At a backyard party, Forrest encourages Floyd to venture into the netherworld of internet dating by accessing DTF St. Louis on his cell-phone.  Floyd was previously handsome enough to be featured as a centerfold in Playgirl magazine but he's gained a lot of weight and is self-conscious about his appearance.  His personal ad on DTF garners a response only from a lonely gay man who runs a roller-rink.  At a breakfast meeting, the date asks Floyd to kiss him.  Floyd isn't naturally homosexual but he indulges the man out of sympathy -- he doesn't want to appear to be rejecting him.  Meanwhile, Clark Forrest is entertaining himself with a torrid affair with Floyd's wife, encounters conducted at a local motel.  He and Carol exchange fantasies and act them out in the motel in some cringe-worthy scenes.  Floyd gets nowhere with his on-line dating and feels even more rejected and unhappy.  Without much difficulty, he figures out that Clark is sleeping with his wife -- this is not something that upsets him.  In fact, Floyd is so generous and kind that he wishes his wife well with Clark knowing that she is sexually unfulfilled.  Floyd is impotent because his penis was injured in some mysterious event and now bent with Peyronie's disease.  Although Clark and Carol are sexually engaged, Clark really loves Floyd although his affection is not exactly homosexual -- instead, he admires Floyd's generosity and kindness and wants to help him; he tells the cops that he would not have killed Floyd because his friend is "wonderful."  This leads to Clark making loans to Floyd and, even, buying him life insurance at Carol's behest, a transaction that suggests that Carol and Clark are conspiring to murder Floyd and make his death look like a heart attack.  All of this narrative and many other plot points as well are conveyed in a complex but fluent structure consisting of flashbacks generated by the criminal investigation that is underway after Floyd's death.  A staid and conservative big city detective is partnered with a very intelligent and feisty Black woman police officer employed by the small suburb where Floyd's body is found.  The Black woman is "porn positive" and says that she and her husband use the stuff to enhance their marriage.  Of course, pornography and the underworld of gay swingers and wife-swappers is literally unthinkable to the White middle-aged detective, but with the Black cop playing tour guide (Virgil to his Dante), the two ultimately solve the mystery.   

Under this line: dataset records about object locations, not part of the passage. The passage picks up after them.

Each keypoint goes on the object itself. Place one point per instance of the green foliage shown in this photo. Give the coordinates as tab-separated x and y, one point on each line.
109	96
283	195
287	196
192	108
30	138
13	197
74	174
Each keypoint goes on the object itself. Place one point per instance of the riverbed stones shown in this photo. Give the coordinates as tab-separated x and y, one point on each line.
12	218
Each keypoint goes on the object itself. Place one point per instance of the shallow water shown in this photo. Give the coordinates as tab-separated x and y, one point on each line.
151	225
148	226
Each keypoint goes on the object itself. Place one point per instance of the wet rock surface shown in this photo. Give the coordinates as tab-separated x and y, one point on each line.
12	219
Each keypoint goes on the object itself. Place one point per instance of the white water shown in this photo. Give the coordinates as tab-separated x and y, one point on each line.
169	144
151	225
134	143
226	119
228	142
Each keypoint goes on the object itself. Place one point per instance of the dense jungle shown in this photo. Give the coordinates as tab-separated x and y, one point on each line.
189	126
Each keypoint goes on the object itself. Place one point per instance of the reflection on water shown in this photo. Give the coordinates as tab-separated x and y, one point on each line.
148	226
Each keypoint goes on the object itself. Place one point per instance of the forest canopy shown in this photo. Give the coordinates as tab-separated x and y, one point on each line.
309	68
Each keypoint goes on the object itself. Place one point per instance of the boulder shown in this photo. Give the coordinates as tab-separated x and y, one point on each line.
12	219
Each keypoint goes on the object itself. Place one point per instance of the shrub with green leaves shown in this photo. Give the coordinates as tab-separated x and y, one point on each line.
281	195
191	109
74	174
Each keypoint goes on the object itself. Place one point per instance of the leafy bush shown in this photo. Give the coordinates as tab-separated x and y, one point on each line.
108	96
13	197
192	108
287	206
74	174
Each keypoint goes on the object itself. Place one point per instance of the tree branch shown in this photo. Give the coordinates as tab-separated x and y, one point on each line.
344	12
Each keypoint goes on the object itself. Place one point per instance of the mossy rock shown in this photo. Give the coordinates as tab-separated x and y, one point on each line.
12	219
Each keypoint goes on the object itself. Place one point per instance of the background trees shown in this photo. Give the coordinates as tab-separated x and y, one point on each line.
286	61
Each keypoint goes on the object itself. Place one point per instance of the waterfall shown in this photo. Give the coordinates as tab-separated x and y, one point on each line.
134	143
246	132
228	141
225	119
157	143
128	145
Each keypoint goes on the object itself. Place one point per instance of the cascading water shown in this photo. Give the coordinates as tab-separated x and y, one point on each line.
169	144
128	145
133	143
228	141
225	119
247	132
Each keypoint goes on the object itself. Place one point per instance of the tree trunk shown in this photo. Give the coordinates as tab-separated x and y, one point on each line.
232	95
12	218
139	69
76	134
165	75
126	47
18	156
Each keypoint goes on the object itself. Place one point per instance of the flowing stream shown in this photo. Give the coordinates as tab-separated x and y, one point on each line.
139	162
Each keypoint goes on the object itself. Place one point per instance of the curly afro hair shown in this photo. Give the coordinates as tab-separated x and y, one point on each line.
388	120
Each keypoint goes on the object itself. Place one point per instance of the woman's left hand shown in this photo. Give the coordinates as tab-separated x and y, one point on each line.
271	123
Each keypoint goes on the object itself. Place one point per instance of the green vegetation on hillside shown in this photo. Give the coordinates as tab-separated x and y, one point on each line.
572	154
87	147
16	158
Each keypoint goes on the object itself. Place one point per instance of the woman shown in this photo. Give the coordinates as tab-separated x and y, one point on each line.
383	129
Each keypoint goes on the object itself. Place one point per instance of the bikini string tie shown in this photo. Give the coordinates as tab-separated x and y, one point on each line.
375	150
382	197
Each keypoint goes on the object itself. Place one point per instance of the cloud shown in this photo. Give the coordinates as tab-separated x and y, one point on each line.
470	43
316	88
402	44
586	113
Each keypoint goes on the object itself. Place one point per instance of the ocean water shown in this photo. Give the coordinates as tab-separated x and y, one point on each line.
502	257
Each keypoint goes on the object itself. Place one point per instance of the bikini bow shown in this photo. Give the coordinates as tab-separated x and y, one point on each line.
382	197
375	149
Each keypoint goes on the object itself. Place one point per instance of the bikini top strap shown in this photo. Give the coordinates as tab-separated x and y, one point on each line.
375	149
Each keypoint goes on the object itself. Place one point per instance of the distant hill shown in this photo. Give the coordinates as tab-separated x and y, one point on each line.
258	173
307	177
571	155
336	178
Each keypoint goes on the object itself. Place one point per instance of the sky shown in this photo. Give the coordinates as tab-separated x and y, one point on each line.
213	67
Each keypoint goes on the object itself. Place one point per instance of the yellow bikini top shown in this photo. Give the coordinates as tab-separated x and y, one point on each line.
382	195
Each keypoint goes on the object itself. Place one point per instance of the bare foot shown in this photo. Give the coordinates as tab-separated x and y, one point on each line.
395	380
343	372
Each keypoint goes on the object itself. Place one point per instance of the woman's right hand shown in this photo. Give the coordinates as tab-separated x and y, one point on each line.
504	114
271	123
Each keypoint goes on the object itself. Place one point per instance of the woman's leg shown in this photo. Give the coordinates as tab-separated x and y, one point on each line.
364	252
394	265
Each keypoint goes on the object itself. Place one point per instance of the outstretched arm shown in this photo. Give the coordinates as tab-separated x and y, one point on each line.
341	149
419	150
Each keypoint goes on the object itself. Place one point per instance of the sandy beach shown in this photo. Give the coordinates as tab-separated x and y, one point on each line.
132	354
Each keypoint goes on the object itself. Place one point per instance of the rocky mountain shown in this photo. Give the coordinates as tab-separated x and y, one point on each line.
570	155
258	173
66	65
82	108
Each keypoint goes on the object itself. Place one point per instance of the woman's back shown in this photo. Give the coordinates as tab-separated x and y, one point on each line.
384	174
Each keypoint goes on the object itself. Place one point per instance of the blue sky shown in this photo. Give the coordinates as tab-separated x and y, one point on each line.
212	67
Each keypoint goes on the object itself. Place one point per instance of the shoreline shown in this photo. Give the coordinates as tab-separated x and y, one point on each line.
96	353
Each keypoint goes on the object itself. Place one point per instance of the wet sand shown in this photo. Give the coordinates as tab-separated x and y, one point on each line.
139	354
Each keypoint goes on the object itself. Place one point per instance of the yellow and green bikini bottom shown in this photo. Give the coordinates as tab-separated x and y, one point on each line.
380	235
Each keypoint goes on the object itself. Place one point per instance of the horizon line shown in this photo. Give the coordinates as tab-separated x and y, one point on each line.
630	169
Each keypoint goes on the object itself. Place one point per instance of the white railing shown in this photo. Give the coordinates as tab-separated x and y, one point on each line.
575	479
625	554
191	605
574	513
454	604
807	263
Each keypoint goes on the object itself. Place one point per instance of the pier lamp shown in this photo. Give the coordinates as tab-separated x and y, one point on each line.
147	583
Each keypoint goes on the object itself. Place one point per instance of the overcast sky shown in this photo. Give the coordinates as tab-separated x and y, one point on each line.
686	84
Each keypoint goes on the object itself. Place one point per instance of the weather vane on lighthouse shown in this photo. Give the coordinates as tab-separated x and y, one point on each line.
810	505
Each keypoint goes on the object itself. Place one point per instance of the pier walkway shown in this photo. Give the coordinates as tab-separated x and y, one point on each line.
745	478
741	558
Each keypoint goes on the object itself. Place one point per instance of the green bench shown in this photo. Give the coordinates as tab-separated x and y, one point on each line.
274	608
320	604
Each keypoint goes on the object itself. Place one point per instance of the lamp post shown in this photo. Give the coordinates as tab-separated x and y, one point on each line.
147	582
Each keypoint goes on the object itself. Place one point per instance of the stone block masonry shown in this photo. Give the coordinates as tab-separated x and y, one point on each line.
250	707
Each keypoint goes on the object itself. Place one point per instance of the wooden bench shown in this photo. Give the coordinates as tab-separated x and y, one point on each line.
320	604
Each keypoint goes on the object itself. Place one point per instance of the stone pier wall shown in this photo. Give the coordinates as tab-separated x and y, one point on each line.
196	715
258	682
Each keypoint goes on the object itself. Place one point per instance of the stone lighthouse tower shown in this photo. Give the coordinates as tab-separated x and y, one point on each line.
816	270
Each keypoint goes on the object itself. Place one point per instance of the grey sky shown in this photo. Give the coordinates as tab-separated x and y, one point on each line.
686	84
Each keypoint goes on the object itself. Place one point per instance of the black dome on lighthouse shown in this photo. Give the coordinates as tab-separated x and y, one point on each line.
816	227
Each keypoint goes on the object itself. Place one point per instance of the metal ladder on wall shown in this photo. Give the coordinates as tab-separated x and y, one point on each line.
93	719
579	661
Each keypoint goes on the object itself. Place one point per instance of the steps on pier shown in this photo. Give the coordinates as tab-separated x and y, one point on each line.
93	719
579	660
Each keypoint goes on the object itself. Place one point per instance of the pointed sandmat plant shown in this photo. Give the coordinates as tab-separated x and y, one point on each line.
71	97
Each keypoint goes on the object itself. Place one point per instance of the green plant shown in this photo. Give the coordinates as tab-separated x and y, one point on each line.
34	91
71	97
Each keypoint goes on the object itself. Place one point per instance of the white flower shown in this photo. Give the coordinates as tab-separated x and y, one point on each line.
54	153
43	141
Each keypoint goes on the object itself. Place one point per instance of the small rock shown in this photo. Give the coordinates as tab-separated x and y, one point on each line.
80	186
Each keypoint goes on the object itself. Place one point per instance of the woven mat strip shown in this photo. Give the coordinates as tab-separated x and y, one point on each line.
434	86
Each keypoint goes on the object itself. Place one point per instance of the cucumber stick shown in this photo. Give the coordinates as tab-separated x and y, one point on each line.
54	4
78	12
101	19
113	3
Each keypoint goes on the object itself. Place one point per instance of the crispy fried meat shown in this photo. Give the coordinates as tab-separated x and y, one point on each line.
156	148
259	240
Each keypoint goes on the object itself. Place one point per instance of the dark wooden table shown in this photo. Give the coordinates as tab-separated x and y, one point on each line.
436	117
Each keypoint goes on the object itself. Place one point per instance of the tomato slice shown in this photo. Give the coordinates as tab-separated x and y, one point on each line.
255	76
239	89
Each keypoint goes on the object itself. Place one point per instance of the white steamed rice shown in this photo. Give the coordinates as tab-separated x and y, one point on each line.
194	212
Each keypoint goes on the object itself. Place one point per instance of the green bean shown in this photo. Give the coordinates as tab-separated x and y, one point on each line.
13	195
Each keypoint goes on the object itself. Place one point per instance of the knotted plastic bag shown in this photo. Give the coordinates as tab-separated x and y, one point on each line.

The show is brilliantly acted and genuinely moving.  It's very elegantly packaged -- the narrative seems hyper-realistic but, in fact, the show is highly stylized.  For instance, the scenes involving Clark's confinement in jail are always shot in an ultra-brutalist concrete enclosure.  Clark sits shrinking, shoved up against raw concrete walls as he is interrogated.  When the investigating cops meet to discuss the case, they always confer in an old downtown barroom with an ominous black metal ceiling that the camera angle shows in every establishing shot. It seems to be twilight always, a crepuscular suburban landscape with the waning sun shining through autumnal trees.  The series ends in a satisfactory way that I won't disclose in this note.  It suffices to say that the love between the two men, which begins in cameraderie ends by spiraling out-of-control, a development suggested by Clark's ever more desperate attempts to overcome Floyd's sexual dysfunction, an endeavor that has led to Floyd watching the sexual encounters between his wife and her lover from a closet inside the motel room and tactics that are even more perverse.  The material sounds exploitative and, I suppose, it is -- but human desire is unpredictable and perverse and, in fact, the impulse to help and, even, rescue is even more complex and perversely unpredictable.  There are uncomfortable truths in this series about unhappiness and unfulfillment concealed by DTF St. Louis' rather conventional murder mystery premise.